I argue that within the polar continuum of human experience, when we increase distance we increase intensity and effect, and that Nietzsche’s mask of Apollo imparts the insight that reversing perspectives (Perspektiven umzustellen) derives states of affairs from their correlative opposites, and thus propel us beyond metaphysical contraries to “life herself.” Nietzsche's method of temporal, spatial, and cultural distancing provides a valuable hermeneutic resource for understanding East-Asian ways of thinking, specifically, I show that his deliberate strategy of estranging himself in quest of an optimal disposition towards the oscillating recurrences of life remarkably resonates with the proactive Daoist strategic praxeology of “fan 反” (‘returning’).

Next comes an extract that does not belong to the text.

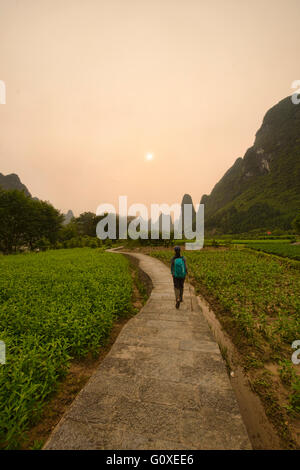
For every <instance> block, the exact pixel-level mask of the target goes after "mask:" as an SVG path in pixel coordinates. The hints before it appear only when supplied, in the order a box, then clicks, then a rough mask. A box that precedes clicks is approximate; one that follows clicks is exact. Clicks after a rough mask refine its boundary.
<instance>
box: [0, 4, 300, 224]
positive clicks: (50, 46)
mask: <svg viewBox="0 0 300 470" xmlns="http://www.w3.org/2000/svg"><path fill="white" fill-rule="evenodd" d="M299 46H300V0H0V80H4V81H5V83H6V88H7V95H6V101H7V104H6V105H0V172H1V173H4V174H8V173H17V174H18V175H19V176H20V178H21V180H22V181H23V182H24V184H26V186H27V187H28V189H29V190H30V192H31V193H32V195H34V196H37V197H39V198H40V199H45V200H49V201H51V202H52V203H53V205H54V206H55V207H57V208H59V209H61V210H62V211H66V210H67V209H73V211H74V213H75V215H78V214H79V213H80V212H83V211H85V210H92V211H96V208H97V206H98V205H99V204H100V203H103V202H108V203H114V204H116V202H117V198H118V196H119V195H127V196H128V199H129V203H133V202H140V203H146V204H150V203H152V202H153V203H154V202H156V203H163V202H166V203H173V202H180V200H181V198H182V196H183V194H184V193H185V192H188V193H190V194H191V195H192V197H193V200H194V202H199V201H200V198H201V196H202V194H203V193H209V192H210V191H211V190H212V188H213V186H214V185H215V183H216V182H217V181H218V180H219V179H220V178H221V177H222V175H223V174H224V173H225V171H227V169H228V168H229V167H230V166H231V165H232V164H233V163H234V161H235V159H236V158H238V157H241V156H243V155H244V153H245V151H246V150H247V148H248V147H250V146H251V145H252V144H253V141H254V137H255V132H256V131H257V130H258V128H259V127H260V125H261V122H262V119H263V116H264V114H265V112H266V111H267V110H268V109H269V108H270V107H271V106H273V105H274V104H276V103H277V102H278V101H279V100H281V99H282V98H284V97H286V96H288V95H290V94H291V93H292V92H293V90H291V83H292V82H293V81H294V80H296V79H300V69H299V54H300V53H299ZM148 152H152V153H153V155H154V158H153V160H152V161H146V159H145V155H146V154H147V153H148Z"/></svg>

CRELLER, Aaron B. (University of North Florida)
Place-ing Chinese Epistemology on the Map: The Danger of Ignoring Place in Accounts of Knowledge”
Analytic epistemology has largely ignored the works of non-English (specifically Chinese) speaking comparative epistemologists. This paper investigates the problems of contemporary attempts to integrate Chinese philosophy into Anglo- and Euro-centric models of knowledge, as well as the role played by geo-political place in dismissing comparative approaches to theories of knowledge.

Starting off with an analysis of the recent attempts at comparative epistemology surrounding Ernest Sosa, I argue that much of the original comparative work done by major analytic Chinese philosophers in the Twentieth Century is ignored because it does not conform (and perhaps even undermines) contemporary models of knowledge. One major cause for this confirmation bias amongst English-speaking analytic epistemologists is the lack of attention to the importance of place, power, and history.


The second half of the paper examines the works of Zhang Dongsun and Jin Yuelin, identifying the influence Western philosophy has had on Chinese thinkers, as well as the ways in which they integrated the nuances of both traditional analytic philosophy and classical Chinese philosophy. Contemporary attempts by Western epistemology to find “universal epistemic principles” can easily be put into dialogue with the ideas of philosophers such as Zhang and Jin because they are all discussing the structures of knowledge, but these figures are mostly ignored in English language sources that are “discovering” epistemology in Chinese sources, such as Warring-States era texts.
I conclude by arguing that the possibility of such a dialogue demonstrates that the new interest Western epistemology has in Chinese thought at minimum ignores the history of Chinese comparative epistemology, and at worst is actively ignoring the important particulars of its own geo-political place.